China is tightening its grip on DVD imports that Chinese Internet companies are using to bypass government controls on showing movies and TV shows online, the Wall Street Journal reported on Monday citing insider sources.
The State Administration of Press, Publication, Radio, Film and Television (SAPPRFT), China's top media regulator, said that it will cut the number of import licenses for physical media like DVDs--currently more than 1,000 titles a year--and require importers to state whether the physical media is also going to be posted online, the report said, quoting people familiar with the new rules.
While the Chinese government limits video-streaming sites to ensure no more than 30 percent of their content comes from overseas, Internet companies have used a loophole that enables them to stream extra foreign shows online that are not counted in the quota.
When a distributor gets a government license to physically import a TV show or movie, usually in the form of DVD and Blu-ray discs, it also gains the right to post the content online, the source said.
Legal DVD sales are virtually non-existent in China, where major movies and shows are widely available through illegal downloading services and pirated disks, as well as a newer generation of video websites offering legal content.
The new rules are a major blow to China's Internet companies and Hollywood studios seeking to profit from the massive Chinese market.
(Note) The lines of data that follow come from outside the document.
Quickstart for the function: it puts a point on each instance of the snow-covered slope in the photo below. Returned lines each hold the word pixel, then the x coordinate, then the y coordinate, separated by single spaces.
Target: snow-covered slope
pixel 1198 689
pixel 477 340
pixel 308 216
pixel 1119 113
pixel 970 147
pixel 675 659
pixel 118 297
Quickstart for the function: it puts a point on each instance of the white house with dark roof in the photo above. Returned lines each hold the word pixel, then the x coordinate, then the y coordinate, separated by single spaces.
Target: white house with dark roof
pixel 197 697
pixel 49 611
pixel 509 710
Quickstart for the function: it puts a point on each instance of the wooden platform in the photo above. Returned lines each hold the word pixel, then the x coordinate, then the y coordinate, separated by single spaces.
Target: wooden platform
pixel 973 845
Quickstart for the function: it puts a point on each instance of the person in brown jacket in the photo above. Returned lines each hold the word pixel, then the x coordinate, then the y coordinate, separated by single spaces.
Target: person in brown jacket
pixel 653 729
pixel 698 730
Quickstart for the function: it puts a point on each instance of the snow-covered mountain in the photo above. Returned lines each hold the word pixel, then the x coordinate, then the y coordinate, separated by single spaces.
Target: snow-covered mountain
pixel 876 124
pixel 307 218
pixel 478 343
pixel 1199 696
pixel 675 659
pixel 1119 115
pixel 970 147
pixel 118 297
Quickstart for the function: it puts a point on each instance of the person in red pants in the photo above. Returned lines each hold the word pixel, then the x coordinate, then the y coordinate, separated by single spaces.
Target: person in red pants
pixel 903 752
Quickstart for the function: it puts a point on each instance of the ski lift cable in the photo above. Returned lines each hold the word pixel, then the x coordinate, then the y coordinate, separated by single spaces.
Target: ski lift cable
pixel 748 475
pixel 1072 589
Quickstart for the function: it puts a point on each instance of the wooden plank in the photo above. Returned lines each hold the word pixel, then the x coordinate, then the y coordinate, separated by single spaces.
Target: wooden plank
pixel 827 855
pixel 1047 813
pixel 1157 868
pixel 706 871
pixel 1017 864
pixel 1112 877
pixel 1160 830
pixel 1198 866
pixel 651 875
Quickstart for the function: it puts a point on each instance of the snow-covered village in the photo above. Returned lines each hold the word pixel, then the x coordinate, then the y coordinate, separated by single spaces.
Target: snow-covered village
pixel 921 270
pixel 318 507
According to official data, more than 461 million Chinese watch video online, with Web giants Tencent and Baidu providing most of the online video content.
In 2014, SAPPRFT told Chinese video streaming sites to limit their foreign content to just 30 percent of their available offerings. At the time, foreign shows comprised more than half of the TV content of popular video sites.
The regulator also instructed video streaming companies to suspend some titles posted online under a physical import license, the Wall Street Journal reported, adding that the companies are also required to submit the titles to the agency for another round of censorship.
Despite the crackdown, China's Internet giants are investing more money into video streaming to reach a growing online audience. In October, Alibaba Group Holding offered to pay up to $4.6 billion for a stake in major video streaming site Yukou Tudou, a move that would give the e-commerce powerhouse access to more than half a billion online video users.
Hollywood studios also see major profits in China as video streaming sites compete to buy and stream legitimate content. Baidu's iQiyi.com has recently entered into an online streaming deal with Universal Studios for library titles and with Paramount Pictures for online broadcast rights of 800 films.
Earlier this month, Tencent struck a deal with HBO to offer content including "Game of Thrones," and recently acquired from Metro-Goldwyn-Mayer Studios the exclusive online rights to show in China the entire James Bond franchise.
But China's murky approach to censorships often leaves the industry guessing as to what its limits are in the country.
"It rains when heaven deems fit," said an anonymous Hollywood executive, citing the fluctuating diplomatic temperature between Washington and Beijing as a major influence in China's censorship rules.
Video sites are currently allowed to show only content that has been censored and cleared to show in theaters, to be broadcast on TV, or to be imported in the form of DVDs or other physical media. Content approval for imported discs and other media is cleared by the General Administration of Press and Publication, which two years ago was merged with the SAPPRFT.